Anayasa Mahkemesi’nden çevreyi kurtaran karar
Geçtiğimiz yıl Çevre Kanunu’na geçici 3’üncü madde olarak konulan ve çok sayıda büyük projeye ÇED (Çevresel Etki Değerlendirmesi) muafiyeti getiren değişiklik Anayasa Mahkemesi tarafından durduruldu.
Birçok kesimden büyük tepki alan geçici madde şuydu:
“23 Haziran 1997 tarihinden önce yatırım programına alınmış olup bu maddenin yürürlüğü girdiği tarih itibarıyla planlama aşaması geçmiş olan veya ihalesi yapılmış olan veya üretim veya işletmeye başlamış olan projeler ile bunların gerçekleştirilmesi için zorunlu olan yapı ve tesisler ÇED kapsamı dışındadır.”

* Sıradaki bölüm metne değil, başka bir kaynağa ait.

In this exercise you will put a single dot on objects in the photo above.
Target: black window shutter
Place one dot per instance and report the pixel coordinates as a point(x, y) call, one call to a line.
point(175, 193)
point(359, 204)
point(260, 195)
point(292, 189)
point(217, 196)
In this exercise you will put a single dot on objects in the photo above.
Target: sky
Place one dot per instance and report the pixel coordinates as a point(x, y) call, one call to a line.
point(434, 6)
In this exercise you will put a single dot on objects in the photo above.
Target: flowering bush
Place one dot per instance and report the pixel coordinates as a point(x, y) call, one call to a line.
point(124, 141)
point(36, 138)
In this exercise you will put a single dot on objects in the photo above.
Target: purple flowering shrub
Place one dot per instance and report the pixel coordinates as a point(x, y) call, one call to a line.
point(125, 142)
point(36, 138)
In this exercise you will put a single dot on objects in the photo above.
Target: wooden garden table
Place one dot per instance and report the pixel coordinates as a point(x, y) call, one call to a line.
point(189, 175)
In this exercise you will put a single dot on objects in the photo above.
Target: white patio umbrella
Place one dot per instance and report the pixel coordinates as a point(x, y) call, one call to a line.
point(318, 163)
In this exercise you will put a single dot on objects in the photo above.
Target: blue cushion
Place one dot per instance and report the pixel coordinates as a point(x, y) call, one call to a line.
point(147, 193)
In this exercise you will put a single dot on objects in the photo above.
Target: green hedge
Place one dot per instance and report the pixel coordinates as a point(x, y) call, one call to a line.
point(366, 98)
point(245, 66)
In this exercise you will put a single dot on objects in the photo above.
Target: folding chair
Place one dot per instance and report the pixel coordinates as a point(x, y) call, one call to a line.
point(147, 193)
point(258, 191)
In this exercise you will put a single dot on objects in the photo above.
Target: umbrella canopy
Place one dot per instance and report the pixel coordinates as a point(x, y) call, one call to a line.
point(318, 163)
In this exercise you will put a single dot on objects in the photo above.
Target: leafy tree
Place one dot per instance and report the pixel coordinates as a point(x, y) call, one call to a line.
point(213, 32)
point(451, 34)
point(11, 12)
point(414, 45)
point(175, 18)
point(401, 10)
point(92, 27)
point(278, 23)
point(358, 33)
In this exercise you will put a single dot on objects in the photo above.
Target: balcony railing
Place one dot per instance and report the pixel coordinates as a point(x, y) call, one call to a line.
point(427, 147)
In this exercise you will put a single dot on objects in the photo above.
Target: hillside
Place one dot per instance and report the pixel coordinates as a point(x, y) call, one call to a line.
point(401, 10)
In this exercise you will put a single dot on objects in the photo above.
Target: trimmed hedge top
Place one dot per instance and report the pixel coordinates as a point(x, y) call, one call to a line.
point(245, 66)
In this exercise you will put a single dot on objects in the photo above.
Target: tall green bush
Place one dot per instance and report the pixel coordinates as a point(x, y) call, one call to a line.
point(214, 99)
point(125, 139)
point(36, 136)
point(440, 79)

Aslında bu geçici 3. Madde (son düzenlemeyle 2. Madde) ilk olarak 1993 yılında yayımlanmış, ardından yargının iptal kararlarına rağmen 8 defa yönetmeliğe konulmuş, Çevre Mühendisleri Odası’nın açtığı dava ile 1 Nisan 2014’te iptal kararı verilmiş, fakat Danıştay’ın kararı yok sayılarak tekrar 5 Nisan 2014’te yönetmeliğe konulmuştu.
Ertesinde Çevre Mühendisleri Odası yeni davayı açmıştı. Dava nedeniyle bu düzenlemenin de iptal edileceğini öngören Çevre ve Şehircilik Bakanlığı yönetmelikle yetinmemiş, aynı düzenlemeyi Çevre Kanunu’na torba kanunla konulmasını sağlamıştı.
En son geçtiğimiz yıl CHP Anayasa Mahkemesi’ne başvurarak bu düzenlemenin iptalini istedi. Anayasa Mahkemesi projelerdeki ÇED muafiyetlerini iptal etti.
TMMOB Çevre Mühendisleri Odası Başkanı Baran Bozoğlu konuyla ilgili şu yorumu yapıyor:
“Anayasa Mahkemesi’nin verdiği karar tüm çevre mevzuatına yansıyacaktır. 3. Köprü’de, İzmir – İstanbul (Gebze) Otoyolu’nda, Ilısu Barajında, onlarca HES projesinde ÇED muafiyeti artık uygulanamayacaktır.
Ülkemizin çevre sorunlarının kronikleşmesinde, adaletsizliğin, hukuksuzlukların artmasında, ülke kaynaklarının yok edilmesinde büyük rolü olan ÇED Muafiyeti sürecinin yarattığı tahribatın hesabı mahkemelerce mutlaka sorulmalıdır.
Gelişmiş ülkeler daha katılımcı bir anlayışla, bütüncül ele alarak ÇED süreçlerini nasıl yapabileceğini tartışırken, geri kalmış ülkeler gibi ÇED sürecinde muafiyet yaratmaya çalışmak aynı zamanda anti demokratikliğin ve kamu yararını gözetmemenin, plansızlığın yansımasıdır.
ÇED bir belge veya rapor değildir! ÇED bir süreçtir. ÇED bir planlamadır… Bu planlamaya göre projelerin yapılıp yapılmayacağına karar verilmelidir. Aksi halde, yanlış projelerle halk sağlığı ve ülke ekonomisi zarar görmekte bundan sadece halk değil yatırımcı da olumsuz etkilenmektedir.
Çevre ve Şehircilik Bakanlığı varoluş nedeni olan çevreyi koruma, halkın sağlıklı çevrede yaşamasını sağlama gibi sorumluluklarını yerine getirmeli, çevre sorunlarını arttıracak düzenlemelerden vazgeçmelidir.”